TalkTalk announces lower numbers of affected customers than initially feared when its recent breach was disclosed. British police have arrested a second teenager in connection with the hack, but their motives remain obscure. Naked Security observes that it's tempting in cases like this to jump to the conclusion that the kids did it for the lulz, but there's been enough precocious financial crime to give one pause.
More details emerge in the 000webhost, Mark and Spencer, and Optimal Payment breaches.
A well-crafted, convincing spam campaign is trolling for domain name owners, seeking (as usual) to get them click malicious links.

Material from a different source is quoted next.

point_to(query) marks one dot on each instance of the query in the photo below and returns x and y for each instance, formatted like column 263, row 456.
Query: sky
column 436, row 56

The spam is personalized and warns of imminent suspension.
Adult content continues to be the biggest vector for mobile malware.
CyberX finds a zero-day in Rockwell industrial control products.

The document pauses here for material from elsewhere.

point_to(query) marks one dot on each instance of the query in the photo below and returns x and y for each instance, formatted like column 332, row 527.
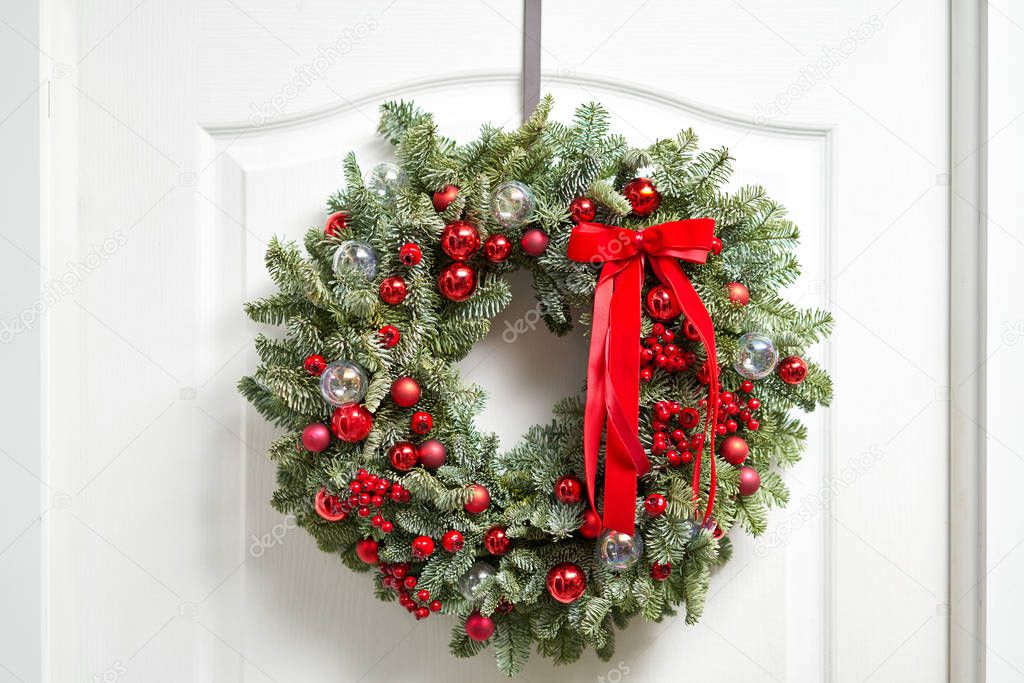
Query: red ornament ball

Proofs-of-concept demonstrate vulnerabilities in iris-recognition biometric scanners and in browser histories (the latter has been named "Sniffly").
Dridex infections spread as the botnet returns to life.
Researchers publish details of CryptoWall ransomware. Revenue from CryptoWall appears to investigators to be flowing into a single criminal group: the latest version may have netted the crooks some $325 million.
Google demands redress from Symantec over allegedly improperly issued certificates.
Xen patches an old VM escape hypervisor vulnerability.
US CISA legislation continues to draw varying reviews. New surveillance policies are enacted in the UK and EU. (Some of the new European policies seem fairly aggressive.) US NSA Director Rogers calls for more industry cooperation in cyber security, but would rule our privateering in cyberspace.